What’s with these paper flowers and brooch bouquets. Brooch bouquets look like a bunch of insects. Who’s nightmare was that?
Paper flower bouquets. You could compare it to wearing a pair of running shoes with your wedding gown. Most bridescarry their favourite flowers. Can you hear the conversation a few years from now when looking at your wedding pictures. What were those floweers in your bouquet? The answer-” Paper floweers, we were on a strict budget “. Why are you not holding your flowers in some of the pictures? Well, it’s kind pf embarassing , a gust of wind came along and blew the bouquets out of our hands we couldn’t run fast enough to retreive them and they ended up floating down th river.
Now the brooch bouquet. ” We had problems, I threw it and injured the lady who caught it “. I probably would get arguments about that, about the fact that the bridedoesn’t throw the bouquet she carries, she gets a separate throw bouquet. I could go on but my point is, nothing can take the place of fresh flowers, the fragrance, the feel, the memories. You don’t have to shudder anymore when you hear the price. Bunches Direct will make sure of that. Says, says Bunches Bob.

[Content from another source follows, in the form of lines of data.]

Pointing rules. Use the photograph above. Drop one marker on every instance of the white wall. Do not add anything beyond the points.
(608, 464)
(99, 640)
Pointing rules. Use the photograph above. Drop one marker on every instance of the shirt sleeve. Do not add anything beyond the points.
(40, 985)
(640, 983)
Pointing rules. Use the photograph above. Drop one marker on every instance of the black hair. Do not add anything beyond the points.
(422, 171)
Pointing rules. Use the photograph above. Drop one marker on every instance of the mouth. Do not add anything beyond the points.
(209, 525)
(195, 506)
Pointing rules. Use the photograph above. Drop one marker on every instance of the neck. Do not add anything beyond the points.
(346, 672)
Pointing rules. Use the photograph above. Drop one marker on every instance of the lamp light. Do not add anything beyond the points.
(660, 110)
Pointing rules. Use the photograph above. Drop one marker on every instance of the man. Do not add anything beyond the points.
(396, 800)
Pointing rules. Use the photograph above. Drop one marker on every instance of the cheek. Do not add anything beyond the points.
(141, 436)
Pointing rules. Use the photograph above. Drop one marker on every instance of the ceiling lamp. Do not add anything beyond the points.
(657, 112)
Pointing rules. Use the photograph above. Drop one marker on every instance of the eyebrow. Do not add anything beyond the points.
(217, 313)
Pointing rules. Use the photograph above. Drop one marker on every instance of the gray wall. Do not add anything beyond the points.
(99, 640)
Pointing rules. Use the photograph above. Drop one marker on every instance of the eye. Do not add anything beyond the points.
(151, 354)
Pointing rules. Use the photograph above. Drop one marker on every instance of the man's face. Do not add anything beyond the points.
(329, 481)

To all you DIY people out there, in answer to to your question,
How long will the flowers last? will the wilt if I get them too soon?
People relax, they will last longer than you think they will, if you follow directions. The other is just old wives tales.
Years ago then I was a designer running a flower shop. Some weekends we would have seven weddings to deal with. We wo We couldn’t assemble them all the day before the wedding. So we started on Moday. Those were the days of the cascades, when every flower had to be wired and taped. After we made the bouquets, we misted and sealed them in plastic bags and put them in the fridge. The same with the corsages and boutonniers. it worked, no problem. The still looked fresh at the end of five days.
Most people have the idea that all flowers must be put into a fridge, only some. For instance, Carnations should be left in room temperature to open. If you put them in the fridge, they will never open.
Exotic flowers, such as Birds of Paradise will not open in the cold.
actually, any flower that grows from a bulb must be left in room tempereature to open. Says, Bunches Bob.